Q&A: Supply Chain Fallout From Iran War, Tariff Uncertainty
Key Takeaways
- •Airspace closures force pharma shipments onto longer, costlier routes
- •Fuel surcharges rise sharply as Strait of Hormuz remains closed
- •Supreme Court limits presidential tariff power, creating compliance uncertainty
- •Companies audit HTS codes to identify refundable tariffs and exposure
Pulse Analysis
The sudden escalation of the Iran conflict has sent shockwaves through the pharmaceutical logistics ecosystem. With the Strait of Hormuz shut and large swaths of regional airspace declared no‑fly zones, carriers are rerouting cargo through longer paths that erode the speed advantage of air freight. Fuel surcharges, already volatile, have spiked as airlines burn more gallons to circumvent the closure, inflating the cost of temperature‑controlled shipments that are critical for clinical‑trial material and finished drugs. Capacity constraints on both air and ocean lanes further tighten the supply chain, prompting manufacturers to hold additional inventory of key intermediates and to renegotiate carrier contracts.

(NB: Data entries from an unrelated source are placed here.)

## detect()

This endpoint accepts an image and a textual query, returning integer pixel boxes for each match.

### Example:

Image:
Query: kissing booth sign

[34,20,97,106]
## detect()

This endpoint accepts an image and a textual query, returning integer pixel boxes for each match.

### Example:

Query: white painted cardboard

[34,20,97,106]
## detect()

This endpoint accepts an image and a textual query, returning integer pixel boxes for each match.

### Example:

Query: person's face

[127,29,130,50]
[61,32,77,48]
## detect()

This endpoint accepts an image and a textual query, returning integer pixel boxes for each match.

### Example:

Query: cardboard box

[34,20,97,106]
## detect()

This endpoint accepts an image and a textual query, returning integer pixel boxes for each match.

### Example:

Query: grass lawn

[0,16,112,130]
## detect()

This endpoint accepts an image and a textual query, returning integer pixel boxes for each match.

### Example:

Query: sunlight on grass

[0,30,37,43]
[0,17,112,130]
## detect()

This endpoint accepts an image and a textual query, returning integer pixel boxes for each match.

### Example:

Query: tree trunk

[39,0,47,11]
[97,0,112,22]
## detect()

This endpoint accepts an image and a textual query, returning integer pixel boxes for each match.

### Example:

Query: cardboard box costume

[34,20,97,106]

Compounding the operational strain, the Supreme Court’s decision in Learning Resources, Inc. v. Trump stripped the president of unilateral tariff‑imposition powers under the International Emergency Economic Powers Act. While existing duties under Sections 122 and 301 remain, the ruling creates a fragmented regulatory landscape where biopharma firms must quickly identify which tariffs are still enforceable. Dan Bell of Marken advises a granular audit of HTS codes, immediate pursuit of refunds for overturned duties, and proactive engagement with customs brokers to navigate the ambiguous protest window. The uncertainty around future tariff adjustments forces companies to embed scenario‑planning into their financial models, ensuring agility in a rapidly shifting policy environment.

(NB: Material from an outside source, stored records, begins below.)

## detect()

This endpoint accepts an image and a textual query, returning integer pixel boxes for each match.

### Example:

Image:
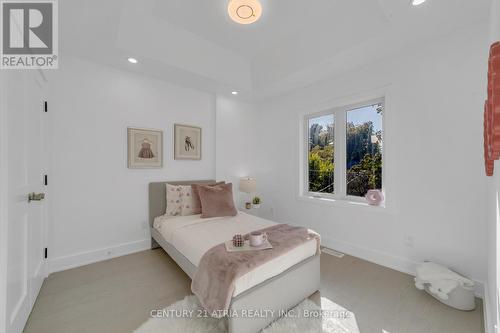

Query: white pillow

[165,184,182,216]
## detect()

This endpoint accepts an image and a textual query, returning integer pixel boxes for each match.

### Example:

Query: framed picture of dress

[127,127,163,169]
[174,124,201,160]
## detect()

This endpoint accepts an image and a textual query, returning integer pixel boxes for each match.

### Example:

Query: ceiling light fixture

[227,0,262,24]
[411,0,427,6]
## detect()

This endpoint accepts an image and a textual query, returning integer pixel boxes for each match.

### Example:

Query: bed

[149,180,320,333]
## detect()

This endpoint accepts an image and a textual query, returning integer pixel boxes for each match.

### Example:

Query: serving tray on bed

[224,239,273,252]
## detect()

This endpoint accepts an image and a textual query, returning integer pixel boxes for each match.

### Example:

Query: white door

[2,70,47,333]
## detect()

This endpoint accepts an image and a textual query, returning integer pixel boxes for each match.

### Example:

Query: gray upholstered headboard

[149,180,215,228]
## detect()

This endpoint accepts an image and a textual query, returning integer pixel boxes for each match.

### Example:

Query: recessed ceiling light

Strategically, the twin pressures are reshaping where and how new drugs are developed and launched. Sponsors are weighing the feasibility of U.S.‑centric clinical trials against the risk of cost volatility, with some opting to delay U.S. cohorts or shift early‑phase work to Europe or Asia, where regulatory frameworks and incentives may offer greater stability. While the Drug Supply Chain Security Act and the EU’s Falsified Medicines Directive remain separate compliance obligations, the added financial burden of meeting these standards under heightened tariff and fuel costs could accelerate a broader diversification of manufacturing footprints. In the long term, firms that build resilient, multi‑regional supply networks and maintain robust customs intelligence will be better positioned to weather geopolitical turbulence and protect product pipelines.